In all four countries an election has brought a party to power, or confirmed that party in power. Many observers have been wary of those governments because of a combination of corruption, dominance of mass media, or moves against individual rights. However, no one’s made a convincing case that the winning party didn’t actually win most of the citizens’ votes.
In all four countries a large minority of the population, disproportionately middle- and upper-class and disproportionately concentrated around the capital, has opposed that government with massive, ongoing public protests, often becoming violent.
In Venezuela and Thailand, the elected governments have remained in power. In Egypt, the military removed the elected government that had attracted so much opposition, but then imposed its own, even harsher rule.
And in Ukraine the protest centered in Kiev succeeded in toppling the government, but didn’t win over the population in the eastern part of the country. The people there appear to be welcoming military intervention by Russia, in part out of ethnic solidarity and economic interests and in part because the president they elected was just forced out of power by mobs.
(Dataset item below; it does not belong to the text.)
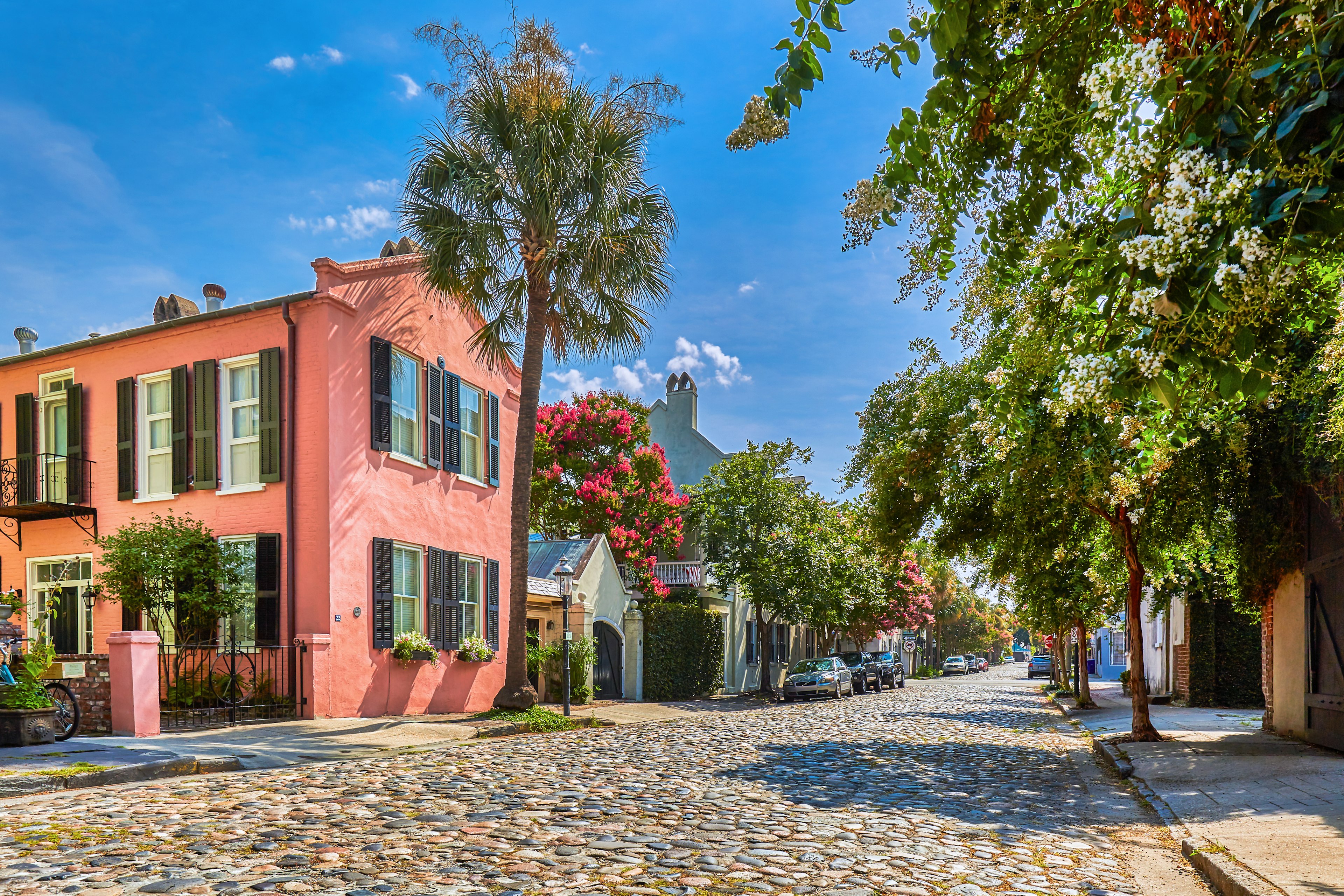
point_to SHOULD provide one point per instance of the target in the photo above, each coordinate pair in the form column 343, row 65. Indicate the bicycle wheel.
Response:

These nations therefore present very tough problems for the USA if we want to support democracy around the world. We can look at the Chavez-Maduro government in Venezuela and oppose their authoritarian strains and economic ideology. We could worry about Morsi edging toward theocracy. We can decry the amount of money or luxury that Shinawatra and Yanukovych appeared to accrue as heads of government. But those people were all duly elected, and supporting their overthrow means opposing democracy.
Anyone who talks as if there are easy answers for the Obama administration in Ukraine or any of these other trouble spots hasn’t been paying attention.